By KARIN LAUB, Associated Press
RAMALLAH, West Bank (AP) — The cash-strapped Palestinian self-rule government is finding it harder each month to stay afloat, its finance minister said in an interview Thursday.
The Palestinian Authority is struggling with its worst financial crisis in years, in part because key donor countries, including the U.S. and some Arab states, have so far not sent aid they promised for 2012.
"Each month is becoming more and more difficult," Finance Minister Nabeel Kassis, a German-educated nuclear physicist, told The Associated Press at his Ramallah office. "We are tightening the belt, we are having only one meal a day, so to speak, and after a while we will become just too weak to continue."
The Palestinian government had hoped to close a projected $1.1 billion deficit in the 2012 budget of about $4 billion with the help of foreign aid, but is expected to fall short by some $250 million. It has tried to reduce the deficit, among other things by raising income taxes for high earners and cutting back on subsidies.
The Palestinian Authority was set up nearly two decades ago, as part of interim peace agreements that were to lead to the establishment of a Palestinian state by 1999. Israeli-Palestinian talks on the terms of a Palestinian state in the West Bank, Gaza and east Jerusalem — territories occupied by Israel in 1967 — have faltered. The last talks were held in 2008, and there's little chance of a new round because the sides disagree sharply on the framework for negotiations.
In a further complication, the Palestinians have had two governments since 2007 — the internationally backed Palestinian Authority, which administers just over one-third of the West Bank, and the Islamic militant Hamas, which has ruled Gaza since a violent takeover five years ago.
The survival of the Palestinian Authority is seen as key to any future partition deal with Israel.
The past four years have seen high economic growth in the Palestinian territories, as much as 9 percent a year, following a long period of strife-driven downturn. The upswing prompted hopes that the Palestinian government could gradually become self-sufficient and wean itself off foreign aid.
However, the World Bank noted in a report released Wednesday that the growth is not sustainable because it's largely driven by aid. Services, real estate and other non-tradable sectors have increased, but manufacturing and agriculture have declined.
"The growth you see is artificial," said John Nasir, the lead author of the World Bank report.
The World Bank and the International Monetary Fund have long maintained that economic growth in the West Bank and Gaza cannot be sustained without the lifting of Israeli restrictions on Palestinian movement and foreign trade. While the World Bank and the International Monetary Fund agree that the Palestinians have made considerable progress in building the institutions of a future state, Nasir concluded that "the economy is currently not strong enough to support such a state."

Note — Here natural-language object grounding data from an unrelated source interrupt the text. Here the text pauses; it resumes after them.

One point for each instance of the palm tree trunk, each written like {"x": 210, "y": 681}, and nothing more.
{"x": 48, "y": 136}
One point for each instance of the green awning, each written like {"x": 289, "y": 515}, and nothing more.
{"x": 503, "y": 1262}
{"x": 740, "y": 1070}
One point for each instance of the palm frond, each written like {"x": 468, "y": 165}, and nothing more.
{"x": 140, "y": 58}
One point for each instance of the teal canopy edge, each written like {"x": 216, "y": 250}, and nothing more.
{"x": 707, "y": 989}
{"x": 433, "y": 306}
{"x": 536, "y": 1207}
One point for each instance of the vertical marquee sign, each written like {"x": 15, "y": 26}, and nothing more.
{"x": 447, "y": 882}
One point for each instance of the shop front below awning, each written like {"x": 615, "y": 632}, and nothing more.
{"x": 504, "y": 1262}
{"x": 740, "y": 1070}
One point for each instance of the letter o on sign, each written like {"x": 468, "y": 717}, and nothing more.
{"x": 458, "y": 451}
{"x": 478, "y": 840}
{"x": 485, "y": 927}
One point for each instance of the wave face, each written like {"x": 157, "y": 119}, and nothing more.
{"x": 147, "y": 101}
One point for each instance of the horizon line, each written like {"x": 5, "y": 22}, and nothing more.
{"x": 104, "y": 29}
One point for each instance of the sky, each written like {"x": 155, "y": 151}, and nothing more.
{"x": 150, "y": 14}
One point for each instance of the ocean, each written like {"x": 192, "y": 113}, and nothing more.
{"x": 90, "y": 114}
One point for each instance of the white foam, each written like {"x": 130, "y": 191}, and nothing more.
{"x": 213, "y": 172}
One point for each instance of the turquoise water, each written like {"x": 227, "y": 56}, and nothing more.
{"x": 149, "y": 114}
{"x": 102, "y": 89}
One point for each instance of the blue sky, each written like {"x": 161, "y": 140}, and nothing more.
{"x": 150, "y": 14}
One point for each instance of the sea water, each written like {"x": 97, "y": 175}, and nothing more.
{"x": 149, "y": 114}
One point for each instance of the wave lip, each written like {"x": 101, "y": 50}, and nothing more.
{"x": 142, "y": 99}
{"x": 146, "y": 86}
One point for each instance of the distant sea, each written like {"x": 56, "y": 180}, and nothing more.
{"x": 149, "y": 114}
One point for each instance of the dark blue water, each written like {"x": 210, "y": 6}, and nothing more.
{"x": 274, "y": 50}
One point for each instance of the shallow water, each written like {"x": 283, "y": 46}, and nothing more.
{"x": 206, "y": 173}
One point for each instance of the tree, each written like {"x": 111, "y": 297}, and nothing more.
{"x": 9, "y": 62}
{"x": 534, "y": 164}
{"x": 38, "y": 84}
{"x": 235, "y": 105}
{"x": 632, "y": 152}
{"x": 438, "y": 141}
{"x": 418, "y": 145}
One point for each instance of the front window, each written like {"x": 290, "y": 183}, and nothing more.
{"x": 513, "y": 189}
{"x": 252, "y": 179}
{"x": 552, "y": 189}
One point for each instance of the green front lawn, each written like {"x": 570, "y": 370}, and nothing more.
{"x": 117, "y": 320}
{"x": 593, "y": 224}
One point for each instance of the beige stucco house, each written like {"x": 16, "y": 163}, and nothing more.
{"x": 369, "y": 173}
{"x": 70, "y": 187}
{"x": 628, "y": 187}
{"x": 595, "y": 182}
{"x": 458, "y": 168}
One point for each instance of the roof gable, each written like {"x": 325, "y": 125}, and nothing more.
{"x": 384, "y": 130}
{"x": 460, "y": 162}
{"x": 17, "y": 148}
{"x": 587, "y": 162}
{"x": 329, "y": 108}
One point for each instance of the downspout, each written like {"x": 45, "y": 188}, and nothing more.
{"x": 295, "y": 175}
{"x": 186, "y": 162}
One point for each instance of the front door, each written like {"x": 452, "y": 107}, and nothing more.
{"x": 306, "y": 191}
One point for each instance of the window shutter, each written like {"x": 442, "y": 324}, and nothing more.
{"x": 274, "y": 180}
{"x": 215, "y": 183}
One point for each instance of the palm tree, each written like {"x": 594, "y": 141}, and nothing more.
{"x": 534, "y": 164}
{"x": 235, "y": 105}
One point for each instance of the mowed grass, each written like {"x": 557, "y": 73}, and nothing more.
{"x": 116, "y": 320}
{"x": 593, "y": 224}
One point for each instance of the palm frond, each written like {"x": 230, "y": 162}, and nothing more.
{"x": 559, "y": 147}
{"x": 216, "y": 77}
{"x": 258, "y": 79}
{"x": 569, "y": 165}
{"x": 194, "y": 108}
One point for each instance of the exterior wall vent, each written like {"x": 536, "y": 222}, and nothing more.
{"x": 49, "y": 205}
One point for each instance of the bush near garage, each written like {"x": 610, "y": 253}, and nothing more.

Kassis said the international community needs to push harder to end Israel's occupation.
Palestinians are grateful for foreign aid, but it must not be seen as a substitute for political pressure on Israel, he said. "It seems to me that they (influential donor countries) think that by paying from time to time some donor assistance, they think they are off the hook as far as fighting the occupation is concerned," he said. "No, they are not ... Once you end occupation, then you don't need to commit that much money. Then we will be able to stand on our own two feet, at least as any other country with a similar economic situation can do."
The Israeli government has eased some restrictions in recent years, including moving several West Bank roadblocks, but other key obstacles to trade and movement remain in place. Israel blames the Palestinians for the current diplomatic deadlock, saying it is willing to resume negotiations on the terms of a Palestinian state at any time.
The Palestinians say there's no point negotiating as long as expanding Israeli settlements gobble up more and more occupied land.